Summary
Künhü’l-ahbâr’ da Ölümü Tanımlayan İfadeler
Türkçe bir tarih kitabı olarak Gelibolulu Âlî tarafından kaleme alınan Künhü’l-ahbâr’ın dördüncü “rükn”ü Osmanlı İmparatorluğu’nun başlangıcından 1598-99 yılına kadarki olayları, devrin devlet adamlarını, bilginleri, şeyhleri ve çalışmanın ana konusunu oluşturan şairleri konu almaktadır. Eserin iki ciltten oluşan dördüncü bölümünde, Osmanlı İmparatorluğu’nun kuruluşundan III. Mehmed dönemine kadar yaşamış üç yüz beş şairin biyografisinin yer alması Künhü’l-ahbâr’ı edebiyat tarihi ve tezkirecilik açısından da önemli hâle getirmektedir. Hazırlanan çalışma bir seri makale dizisi olarak yayımlamaya çalıştığımız ve 16. yüzyıl şuara tezkirelerinde ölümü tanımlayan ifadeleri derleyip akabinde kendi aralarında karşılaştırmayı hedefleyen çalışmaların dördüncüsüdür. Bu çalışmada da öncelikle Künhü’l-ahbâr ve Gelibolulu Âli hakkında kısa bilgiler verildikten sonra eserin içerdiği biyografiler ölüm kavramı etrafında değerlendirilecektir. Yapılacak olan değerlendirme ölümün basit ifadelerle ya da ölümün sanatlı olarak tasviri konusunda olacaktır. Bahsedilen değerlendirme Künhü’l-ahbâr’da yer alan üç yüz beş şair biyografisinde Âlî’nin şairlerin ölümlerini anlatırken “ölüm” kavramını nasıl tanımladığını ortaya koymayı amaçlamaktadır. Bu amaç etrafında eserde yer alan şair biyografileri incelenmiş ve doğrudan ya da benzetme unsurlarına dayalı olarak ölüm kavramının nasıl tanımlandığı izaha çalışılmıştır. Ayrıca Künhü’l-ahbâr’da kullanılan ölümü tanımlayan ifadeler ile Meşa'irü’ş-şuarâ ve Gülşen-i Şu'arâ’da kullanılmış olan ölümü tanımlayan ifadelerin karşılaştırılması da çalışmanın diğer amacıdır.

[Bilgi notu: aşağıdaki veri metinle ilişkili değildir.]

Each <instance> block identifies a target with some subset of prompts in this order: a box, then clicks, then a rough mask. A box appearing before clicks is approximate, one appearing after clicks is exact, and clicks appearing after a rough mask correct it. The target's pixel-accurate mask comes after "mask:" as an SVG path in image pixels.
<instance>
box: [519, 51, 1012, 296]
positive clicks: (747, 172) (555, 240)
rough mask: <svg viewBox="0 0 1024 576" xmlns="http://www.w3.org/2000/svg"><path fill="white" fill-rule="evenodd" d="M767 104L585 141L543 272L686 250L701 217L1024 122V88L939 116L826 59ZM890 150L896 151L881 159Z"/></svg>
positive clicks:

Tezkireler temelinde hazırlanan bu çalışma ile sadece şiirlerde değil nesirde de edebî zevkin döneminde nasıl algılandığına dair ipuçlarının ortaya çıkarılması hedeflenmektedir.
Keywords
Divan edebiyatı, şair tezkireleri; Künhü’l-ahbâr; Gelibolulu Âli; ölüm.